Warnock’s and Ossoff’s smallish margins of victory obscure a much bigger shift in turnout between the general and runoff elections. Both candidates outperformed Biden by a long shot this week, even as Ossoff and the Democrats in Warnock’s special election underperformed the president-elect in November. Whether the former Trump voters who didn’t turn out for the runoff were staging a deliberate boycott or simply weren’t motivated to show up (or vote by mail) without their favorite guy on the ballot, the common denominator of their inaction was the same: Trump’s single-minded selfishness is finally coming for the GOP.
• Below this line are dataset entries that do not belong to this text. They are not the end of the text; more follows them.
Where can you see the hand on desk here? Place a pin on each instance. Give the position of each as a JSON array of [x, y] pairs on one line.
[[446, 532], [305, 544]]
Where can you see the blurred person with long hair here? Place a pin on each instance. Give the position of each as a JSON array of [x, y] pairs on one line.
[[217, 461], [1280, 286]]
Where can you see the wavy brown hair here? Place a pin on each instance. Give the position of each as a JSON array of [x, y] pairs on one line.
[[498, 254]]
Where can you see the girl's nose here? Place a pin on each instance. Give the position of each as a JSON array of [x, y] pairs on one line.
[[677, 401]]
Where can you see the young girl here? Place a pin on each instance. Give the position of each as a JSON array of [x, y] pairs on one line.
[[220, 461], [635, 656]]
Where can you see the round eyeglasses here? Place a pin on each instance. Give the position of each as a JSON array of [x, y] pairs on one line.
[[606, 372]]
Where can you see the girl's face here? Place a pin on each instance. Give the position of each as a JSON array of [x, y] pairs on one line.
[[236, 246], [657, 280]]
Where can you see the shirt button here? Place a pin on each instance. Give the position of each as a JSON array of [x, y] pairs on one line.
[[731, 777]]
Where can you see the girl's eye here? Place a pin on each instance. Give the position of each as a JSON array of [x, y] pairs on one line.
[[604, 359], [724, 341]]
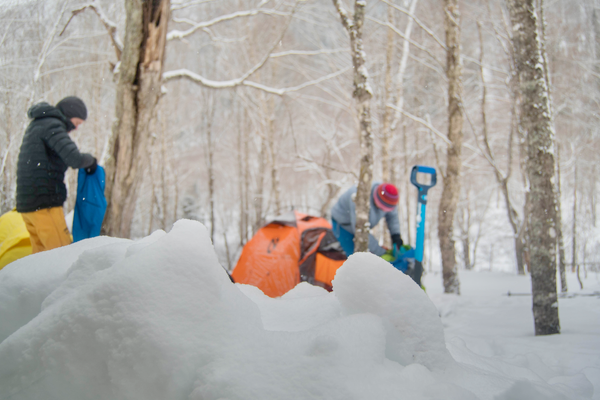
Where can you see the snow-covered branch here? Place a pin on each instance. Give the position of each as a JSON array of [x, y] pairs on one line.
[[409, 40], [110, 26], [346, 21], [417, 21], [176, 34], [422, 122], [187, 74], [308, 52], [180, 6]]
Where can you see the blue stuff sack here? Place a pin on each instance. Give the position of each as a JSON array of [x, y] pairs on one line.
[[90, 205], [405, 256]]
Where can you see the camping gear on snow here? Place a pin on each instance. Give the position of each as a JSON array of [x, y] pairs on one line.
[[14, 238], [417, 271], [90, 205], [405, 258], [292, 248]]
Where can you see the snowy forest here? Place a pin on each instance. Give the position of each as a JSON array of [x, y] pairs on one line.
[[211, 118], [251, 109]]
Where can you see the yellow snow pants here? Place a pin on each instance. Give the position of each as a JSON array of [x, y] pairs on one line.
[[47, 229]]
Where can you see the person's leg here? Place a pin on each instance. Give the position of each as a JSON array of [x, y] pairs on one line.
[[36, 243], [50, 228], [345, 238]]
For people who have been neither pleased nor amused by Trump’s authoritarian experiment, the least surprising part of this whole GOP debacle is that Trump has behaved exactly like Trump every step of the way. There’s nothing new or out of character about his decision to sabotage Perdue’s and Loeffler’s candidacies—and, by extension, the GOP’s one potential hold on federal legislative power—merely because he was sad that tens of millions of people told him in November that they didn’t like him. His shortsightedness, pettiness, bottomless wells of spite, and indifference to anyone’s interests but his own has benefited the Republican Party for a good, long while. They made Trump a star, helped move along extreme versions of GOP pet policies, and motivated a surge of infrequent voters to turn out in his support. Then, they cost the Republican Party the House, the presidency, and the Senate. The GOP made a deal with the devil, and now they’re paying the bill. As I write this, hordes of Trump supporters, egged on by the president and his allies, have fought back police officers, breached the U.S. Capitol, and stormed the Senate chamber in an effort to intimidate members of Congress into going along with Trump’s coup. Republicans and Democrats alike have been forced to shelter in place or evacuate for their own safety in a still-developing assault on the Capitol. It’s a terrifying, tragic, and wholly predictable outcome of abetting a wannabe authoritarian with a god complex for more than four years. And while it cost Republicans the Senate, it’s costing our country much more.